UK Government Minister for Scotland, Iain Stewart said: "Our International Education Strategy is vital to helping Scotland and the rest of the UK build back better from the coronavirus pandemic.
“A key part of this is the UK Government's Turing scheme which will enable school, college and university students of all backgrounds to take advantage of the benefits of studying and working around the world.
"The scheme is a great example of how we are a truly global Britain, enhancing existing partnerships while forging new relationships abroad."
The UK Government insists the scheme will be “pioneering” and support students from all backgrounds to take advantage of the benefits of studying and working abroad.
As well as Turing Scheme applications, today they also outlined plans for a new international teaching qualification (iQTS) so teachers around the globe can train to world class standards and teach anywhere.
Universities Minister, Michelle Donelan said: “In these unprecedented times, having a proactive global education agenda is more important than ever so we can build back better from the pandemic.
Our world-class education is a vital part of our economy and society, and we want to support universities, schools, colleges and all aspects of the education sector to thrive across the globe.
“We are committed to making sure our students, particularly those from disadvantaged backgrounds, can benefit from studying and working abroad.
"Working with the British Council, we will open up the globe to our young people, and I look forward to seeing the exciting and enriching opportunities the Turing scheme will bring.”
It comes as Scottish Government continues to try and keep the country involved with the EU’s Erasmus scheme.

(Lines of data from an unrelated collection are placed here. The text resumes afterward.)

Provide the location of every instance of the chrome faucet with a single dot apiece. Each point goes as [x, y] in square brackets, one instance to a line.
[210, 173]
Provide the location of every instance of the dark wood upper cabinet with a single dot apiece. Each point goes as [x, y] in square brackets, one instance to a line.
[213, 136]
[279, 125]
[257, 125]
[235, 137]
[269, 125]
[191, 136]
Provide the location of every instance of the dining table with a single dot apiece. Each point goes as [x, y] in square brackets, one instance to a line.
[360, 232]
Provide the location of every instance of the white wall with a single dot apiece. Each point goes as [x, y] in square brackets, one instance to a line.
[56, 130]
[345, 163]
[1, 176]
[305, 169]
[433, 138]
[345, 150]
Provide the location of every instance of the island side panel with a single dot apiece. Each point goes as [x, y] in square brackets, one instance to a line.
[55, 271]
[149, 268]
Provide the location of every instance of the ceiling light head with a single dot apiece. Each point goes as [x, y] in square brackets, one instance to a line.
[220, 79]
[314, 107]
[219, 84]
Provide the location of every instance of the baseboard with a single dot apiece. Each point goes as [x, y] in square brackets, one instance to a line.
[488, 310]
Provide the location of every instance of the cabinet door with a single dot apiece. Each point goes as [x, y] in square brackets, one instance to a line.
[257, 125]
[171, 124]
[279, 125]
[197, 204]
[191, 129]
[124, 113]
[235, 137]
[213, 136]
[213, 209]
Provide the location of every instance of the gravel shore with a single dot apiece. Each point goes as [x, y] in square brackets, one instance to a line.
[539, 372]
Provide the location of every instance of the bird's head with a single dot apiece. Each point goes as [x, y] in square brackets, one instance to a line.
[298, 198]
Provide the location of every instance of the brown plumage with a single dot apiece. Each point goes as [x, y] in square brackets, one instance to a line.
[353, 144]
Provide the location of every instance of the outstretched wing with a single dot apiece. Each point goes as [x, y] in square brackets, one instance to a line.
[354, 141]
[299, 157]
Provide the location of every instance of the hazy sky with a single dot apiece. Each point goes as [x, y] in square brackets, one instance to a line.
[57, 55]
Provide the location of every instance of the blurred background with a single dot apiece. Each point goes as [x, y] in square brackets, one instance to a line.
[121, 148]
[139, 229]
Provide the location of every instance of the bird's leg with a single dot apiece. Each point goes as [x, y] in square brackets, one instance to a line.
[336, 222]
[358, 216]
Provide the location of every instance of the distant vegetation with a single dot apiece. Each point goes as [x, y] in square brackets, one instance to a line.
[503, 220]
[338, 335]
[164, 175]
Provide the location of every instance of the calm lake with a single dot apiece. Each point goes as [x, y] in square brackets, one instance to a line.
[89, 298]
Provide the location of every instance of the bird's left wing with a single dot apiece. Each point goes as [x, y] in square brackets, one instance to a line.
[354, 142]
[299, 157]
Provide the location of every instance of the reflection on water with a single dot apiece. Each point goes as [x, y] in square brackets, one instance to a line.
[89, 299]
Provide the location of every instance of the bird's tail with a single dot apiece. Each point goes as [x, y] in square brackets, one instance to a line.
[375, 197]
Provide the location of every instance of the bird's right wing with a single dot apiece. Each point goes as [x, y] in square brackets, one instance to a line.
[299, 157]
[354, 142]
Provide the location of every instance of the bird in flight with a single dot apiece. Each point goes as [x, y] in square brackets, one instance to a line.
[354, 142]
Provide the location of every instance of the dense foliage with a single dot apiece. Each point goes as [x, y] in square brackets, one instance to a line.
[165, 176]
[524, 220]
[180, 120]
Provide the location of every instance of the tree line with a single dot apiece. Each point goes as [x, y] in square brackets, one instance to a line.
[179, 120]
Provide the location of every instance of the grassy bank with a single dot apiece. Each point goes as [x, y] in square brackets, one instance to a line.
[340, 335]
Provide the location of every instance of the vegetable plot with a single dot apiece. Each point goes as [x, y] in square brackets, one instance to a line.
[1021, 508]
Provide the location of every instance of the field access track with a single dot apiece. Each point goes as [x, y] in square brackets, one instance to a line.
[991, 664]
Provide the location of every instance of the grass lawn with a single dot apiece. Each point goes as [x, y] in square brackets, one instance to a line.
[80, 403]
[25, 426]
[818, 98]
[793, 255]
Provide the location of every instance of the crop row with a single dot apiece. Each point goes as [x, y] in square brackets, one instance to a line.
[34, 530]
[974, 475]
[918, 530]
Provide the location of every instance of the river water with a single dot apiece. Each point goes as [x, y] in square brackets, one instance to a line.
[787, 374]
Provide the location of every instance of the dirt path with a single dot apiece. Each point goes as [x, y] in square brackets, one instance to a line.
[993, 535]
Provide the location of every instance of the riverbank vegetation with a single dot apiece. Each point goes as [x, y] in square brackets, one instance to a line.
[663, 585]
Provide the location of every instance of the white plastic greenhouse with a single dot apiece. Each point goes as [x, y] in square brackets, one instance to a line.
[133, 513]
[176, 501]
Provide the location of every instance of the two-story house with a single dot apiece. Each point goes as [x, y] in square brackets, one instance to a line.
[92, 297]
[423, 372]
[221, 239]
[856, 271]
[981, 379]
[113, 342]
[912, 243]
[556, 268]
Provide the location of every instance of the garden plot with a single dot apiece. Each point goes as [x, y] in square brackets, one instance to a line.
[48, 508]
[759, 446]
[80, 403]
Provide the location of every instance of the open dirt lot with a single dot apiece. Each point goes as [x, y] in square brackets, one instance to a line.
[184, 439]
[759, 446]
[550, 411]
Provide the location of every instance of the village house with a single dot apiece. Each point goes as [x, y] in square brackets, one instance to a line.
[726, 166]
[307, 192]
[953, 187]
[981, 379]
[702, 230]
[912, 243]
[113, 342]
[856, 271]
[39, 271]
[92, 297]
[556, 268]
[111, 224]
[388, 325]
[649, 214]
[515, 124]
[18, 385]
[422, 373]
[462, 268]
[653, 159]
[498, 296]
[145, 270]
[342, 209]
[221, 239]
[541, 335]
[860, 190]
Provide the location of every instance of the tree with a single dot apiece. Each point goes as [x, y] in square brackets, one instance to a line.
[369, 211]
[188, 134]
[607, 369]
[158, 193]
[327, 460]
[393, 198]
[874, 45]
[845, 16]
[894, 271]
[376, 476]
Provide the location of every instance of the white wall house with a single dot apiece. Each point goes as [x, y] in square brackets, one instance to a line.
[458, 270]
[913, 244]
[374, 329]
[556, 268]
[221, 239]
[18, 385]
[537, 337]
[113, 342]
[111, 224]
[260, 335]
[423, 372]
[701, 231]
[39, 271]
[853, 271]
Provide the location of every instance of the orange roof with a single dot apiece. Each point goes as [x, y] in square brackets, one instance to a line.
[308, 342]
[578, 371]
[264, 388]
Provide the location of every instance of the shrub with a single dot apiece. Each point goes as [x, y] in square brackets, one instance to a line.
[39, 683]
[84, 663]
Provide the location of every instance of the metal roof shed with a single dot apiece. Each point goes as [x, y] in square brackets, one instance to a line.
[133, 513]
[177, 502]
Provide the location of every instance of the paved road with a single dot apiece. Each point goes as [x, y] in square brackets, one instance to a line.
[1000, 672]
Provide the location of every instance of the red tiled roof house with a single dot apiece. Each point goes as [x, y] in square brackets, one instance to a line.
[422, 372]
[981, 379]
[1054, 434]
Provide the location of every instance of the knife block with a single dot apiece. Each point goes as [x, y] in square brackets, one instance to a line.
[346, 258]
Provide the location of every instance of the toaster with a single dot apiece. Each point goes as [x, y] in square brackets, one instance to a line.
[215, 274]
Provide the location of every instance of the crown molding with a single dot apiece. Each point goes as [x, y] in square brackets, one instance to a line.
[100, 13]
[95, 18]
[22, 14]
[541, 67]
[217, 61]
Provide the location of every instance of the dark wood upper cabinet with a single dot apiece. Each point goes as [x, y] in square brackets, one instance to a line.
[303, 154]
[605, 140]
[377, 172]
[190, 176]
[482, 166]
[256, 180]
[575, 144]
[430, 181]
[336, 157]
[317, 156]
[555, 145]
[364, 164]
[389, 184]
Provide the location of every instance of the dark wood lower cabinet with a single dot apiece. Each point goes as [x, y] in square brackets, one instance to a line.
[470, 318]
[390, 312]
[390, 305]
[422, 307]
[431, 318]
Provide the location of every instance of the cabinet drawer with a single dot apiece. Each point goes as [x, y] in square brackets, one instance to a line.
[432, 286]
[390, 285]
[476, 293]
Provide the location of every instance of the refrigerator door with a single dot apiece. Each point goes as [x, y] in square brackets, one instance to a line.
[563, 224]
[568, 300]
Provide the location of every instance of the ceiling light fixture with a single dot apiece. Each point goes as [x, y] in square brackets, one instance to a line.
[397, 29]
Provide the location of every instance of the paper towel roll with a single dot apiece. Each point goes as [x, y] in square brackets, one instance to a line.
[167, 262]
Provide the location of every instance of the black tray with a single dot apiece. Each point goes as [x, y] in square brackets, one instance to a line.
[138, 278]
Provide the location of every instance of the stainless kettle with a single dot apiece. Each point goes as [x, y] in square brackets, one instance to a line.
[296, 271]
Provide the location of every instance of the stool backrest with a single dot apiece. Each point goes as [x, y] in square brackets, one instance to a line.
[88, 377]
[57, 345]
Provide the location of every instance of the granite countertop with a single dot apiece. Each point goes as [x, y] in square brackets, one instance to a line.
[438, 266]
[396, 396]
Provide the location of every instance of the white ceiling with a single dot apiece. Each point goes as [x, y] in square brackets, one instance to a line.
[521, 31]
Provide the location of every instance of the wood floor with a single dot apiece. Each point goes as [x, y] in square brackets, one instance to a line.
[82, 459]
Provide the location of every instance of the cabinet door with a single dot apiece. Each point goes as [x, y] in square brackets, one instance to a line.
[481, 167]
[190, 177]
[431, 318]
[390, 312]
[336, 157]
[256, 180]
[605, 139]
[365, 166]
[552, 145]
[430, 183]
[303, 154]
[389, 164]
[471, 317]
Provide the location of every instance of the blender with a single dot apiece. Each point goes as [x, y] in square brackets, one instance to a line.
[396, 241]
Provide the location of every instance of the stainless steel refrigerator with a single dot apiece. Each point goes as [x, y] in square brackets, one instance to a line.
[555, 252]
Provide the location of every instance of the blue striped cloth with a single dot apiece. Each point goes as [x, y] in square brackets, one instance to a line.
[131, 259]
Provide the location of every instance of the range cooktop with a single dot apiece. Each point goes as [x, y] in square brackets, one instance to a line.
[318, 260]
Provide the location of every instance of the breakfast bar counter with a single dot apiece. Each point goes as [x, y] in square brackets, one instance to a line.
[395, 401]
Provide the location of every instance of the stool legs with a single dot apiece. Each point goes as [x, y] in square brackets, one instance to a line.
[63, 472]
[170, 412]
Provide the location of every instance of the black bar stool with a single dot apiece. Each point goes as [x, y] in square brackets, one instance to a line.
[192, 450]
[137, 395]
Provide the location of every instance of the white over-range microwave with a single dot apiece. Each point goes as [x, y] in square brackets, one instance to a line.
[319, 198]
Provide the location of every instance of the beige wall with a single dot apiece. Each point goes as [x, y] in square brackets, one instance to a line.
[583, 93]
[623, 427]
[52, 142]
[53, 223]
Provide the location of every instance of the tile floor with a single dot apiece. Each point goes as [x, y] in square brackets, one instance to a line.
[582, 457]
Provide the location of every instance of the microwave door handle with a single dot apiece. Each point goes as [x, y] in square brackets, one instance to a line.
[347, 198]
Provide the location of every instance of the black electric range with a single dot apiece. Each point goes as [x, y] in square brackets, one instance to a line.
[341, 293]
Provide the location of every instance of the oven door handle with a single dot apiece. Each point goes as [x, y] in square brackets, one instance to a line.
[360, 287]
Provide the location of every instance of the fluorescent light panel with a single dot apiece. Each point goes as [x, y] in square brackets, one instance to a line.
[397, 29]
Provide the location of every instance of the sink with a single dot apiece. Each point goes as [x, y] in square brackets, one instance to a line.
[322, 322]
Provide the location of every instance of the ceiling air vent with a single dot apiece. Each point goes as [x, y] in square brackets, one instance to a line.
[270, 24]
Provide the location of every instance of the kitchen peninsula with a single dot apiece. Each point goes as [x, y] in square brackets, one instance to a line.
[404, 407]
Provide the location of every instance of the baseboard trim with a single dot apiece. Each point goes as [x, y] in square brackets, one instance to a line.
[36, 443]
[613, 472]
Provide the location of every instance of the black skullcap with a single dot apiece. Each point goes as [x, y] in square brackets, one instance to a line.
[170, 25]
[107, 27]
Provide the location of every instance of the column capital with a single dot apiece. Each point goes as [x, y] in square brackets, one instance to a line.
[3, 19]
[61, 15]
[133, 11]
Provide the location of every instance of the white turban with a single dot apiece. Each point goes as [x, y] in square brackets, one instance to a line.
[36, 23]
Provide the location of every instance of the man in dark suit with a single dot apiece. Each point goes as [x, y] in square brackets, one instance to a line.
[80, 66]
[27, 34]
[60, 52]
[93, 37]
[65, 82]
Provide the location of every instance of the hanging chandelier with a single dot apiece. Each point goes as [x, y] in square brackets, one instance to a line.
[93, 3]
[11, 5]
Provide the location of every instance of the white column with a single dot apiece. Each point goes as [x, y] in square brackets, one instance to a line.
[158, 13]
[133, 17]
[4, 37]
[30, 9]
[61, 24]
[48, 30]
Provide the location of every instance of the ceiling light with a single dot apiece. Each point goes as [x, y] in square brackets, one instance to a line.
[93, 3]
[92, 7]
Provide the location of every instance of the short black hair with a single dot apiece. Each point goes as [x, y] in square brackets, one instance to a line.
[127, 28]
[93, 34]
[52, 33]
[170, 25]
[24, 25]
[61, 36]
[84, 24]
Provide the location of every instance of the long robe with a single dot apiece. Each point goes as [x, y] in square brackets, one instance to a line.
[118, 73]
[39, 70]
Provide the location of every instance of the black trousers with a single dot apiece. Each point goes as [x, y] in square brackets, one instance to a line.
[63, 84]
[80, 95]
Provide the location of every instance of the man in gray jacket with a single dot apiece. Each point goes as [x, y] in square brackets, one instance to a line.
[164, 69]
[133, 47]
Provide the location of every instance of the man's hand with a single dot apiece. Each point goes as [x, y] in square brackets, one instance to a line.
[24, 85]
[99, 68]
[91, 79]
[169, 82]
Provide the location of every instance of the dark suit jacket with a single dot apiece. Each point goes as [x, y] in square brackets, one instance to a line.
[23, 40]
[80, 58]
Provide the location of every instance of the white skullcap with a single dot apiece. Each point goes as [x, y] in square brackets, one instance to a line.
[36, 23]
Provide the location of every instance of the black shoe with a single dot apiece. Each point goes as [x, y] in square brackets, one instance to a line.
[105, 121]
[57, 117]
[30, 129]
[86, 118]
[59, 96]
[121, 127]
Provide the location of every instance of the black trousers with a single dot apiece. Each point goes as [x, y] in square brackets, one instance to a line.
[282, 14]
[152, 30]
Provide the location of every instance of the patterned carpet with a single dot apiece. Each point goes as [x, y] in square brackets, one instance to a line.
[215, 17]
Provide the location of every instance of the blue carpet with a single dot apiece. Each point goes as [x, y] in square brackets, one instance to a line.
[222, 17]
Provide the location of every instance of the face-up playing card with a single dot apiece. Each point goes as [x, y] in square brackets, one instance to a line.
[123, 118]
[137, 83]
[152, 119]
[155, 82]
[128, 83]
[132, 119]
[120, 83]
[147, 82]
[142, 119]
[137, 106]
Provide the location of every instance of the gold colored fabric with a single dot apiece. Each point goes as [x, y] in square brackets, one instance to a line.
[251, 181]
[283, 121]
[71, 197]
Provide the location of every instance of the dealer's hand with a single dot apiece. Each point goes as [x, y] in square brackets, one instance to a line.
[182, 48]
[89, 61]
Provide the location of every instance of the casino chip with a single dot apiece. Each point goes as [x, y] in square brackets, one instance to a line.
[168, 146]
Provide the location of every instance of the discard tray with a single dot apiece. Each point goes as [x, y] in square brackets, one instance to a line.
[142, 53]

Ministers have held talks with the European Commission about allowing Scotland’s students to still participate in the successful study abroad programme despite Brexit.
Last month more than 140 members of the European Parliament wrote to European Commission President, Ursula von der Leyen, asking her to look at options to allow both Scotland and Wales to stay in the scheme.
More than 2,000 students and staff from Scotland use the exchange programme each year.
Both Scotland’s Higher Education Minister, Richard Lochhead and Welsh Education Minister Kirsty Williams have called the UK Government’s decision not to continue with the programme “deeply disappointing”.
In a joint statement last month, they said: "The Scottish and Welsh governments have always been united in our view that participation in Erasmus+ is in the best interests for the whole of the UK.
"The UK government's decision not to associate to the programme is therefore deeply disappointing, a decision that will see support for our most deprived communities cut, and opportunities for all our learners reduced."